Theo Kramer was a kid who marveled at the moon, danced with zero inhibitions, and knew the names of every truck in existence. He ran fast, felt deeply, laughed loudly, and had a big, confident voice that carried across any space he was in. He was effervescent and magnetic; to know Theo was to love him.

On February 1, 2023, at only 3 years old, he was diagnosed with an aggressive inoperable brain tumor called Diffuse Intrinsic Pontine Glioma (DIPG). In the blink of an eye, we were told we had less than a year left with our son.

Within days of diagnosis, Theo lost the ability to walk, talk and swallow, and was in critical condition. Over the next 9 months, we fought the battle of our lives, pursuing every treatment option under the sun to bring our son back, restore his quality of life, and try, against all odds, to save him. With radiation, alternative therapies, and cutting-edge drugs still in trial, Theo’s tumor shrunk significantly and he slowly began to improve – regaining control of his body, his ability to speak, and eventually, his ability to walk.
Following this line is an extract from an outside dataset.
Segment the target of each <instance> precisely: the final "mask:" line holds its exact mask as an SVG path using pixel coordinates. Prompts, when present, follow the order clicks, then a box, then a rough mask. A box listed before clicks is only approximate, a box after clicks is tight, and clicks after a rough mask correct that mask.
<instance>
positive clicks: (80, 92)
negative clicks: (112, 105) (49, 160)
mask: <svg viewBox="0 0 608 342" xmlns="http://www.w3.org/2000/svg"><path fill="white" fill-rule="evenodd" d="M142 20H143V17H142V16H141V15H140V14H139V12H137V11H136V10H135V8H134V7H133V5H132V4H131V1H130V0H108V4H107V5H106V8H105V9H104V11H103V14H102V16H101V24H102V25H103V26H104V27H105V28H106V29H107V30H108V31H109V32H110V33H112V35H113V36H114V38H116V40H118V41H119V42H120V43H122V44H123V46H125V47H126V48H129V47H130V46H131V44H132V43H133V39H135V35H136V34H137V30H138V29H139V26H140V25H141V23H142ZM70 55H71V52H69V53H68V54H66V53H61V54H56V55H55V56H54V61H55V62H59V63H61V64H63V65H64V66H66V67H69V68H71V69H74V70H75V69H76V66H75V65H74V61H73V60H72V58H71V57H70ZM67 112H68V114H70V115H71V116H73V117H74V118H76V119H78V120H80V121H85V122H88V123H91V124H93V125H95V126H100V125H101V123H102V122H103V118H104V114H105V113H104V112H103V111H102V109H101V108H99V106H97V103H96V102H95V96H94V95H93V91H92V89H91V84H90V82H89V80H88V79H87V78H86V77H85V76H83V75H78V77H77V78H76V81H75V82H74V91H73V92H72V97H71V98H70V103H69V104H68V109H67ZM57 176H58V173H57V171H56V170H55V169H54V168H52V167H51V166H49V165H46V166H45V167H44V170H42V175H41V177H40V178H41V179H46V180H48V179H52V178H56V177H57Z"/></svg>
The 9 months of his illness were filled with magical experiences and heartbreaking setbacks, trips around California and trips to the hospital, deep joy and deep pain. Each day felt achingly precious. Every hour carried infinite weight. 

On October 30, 2023, the day of his fourth birthday, Theo unexpectedly suffered a massive brain bleed from his growing tumor and lost consciousness for the last time. He died peacefully and free of pain, surrounded by the people who loved him most.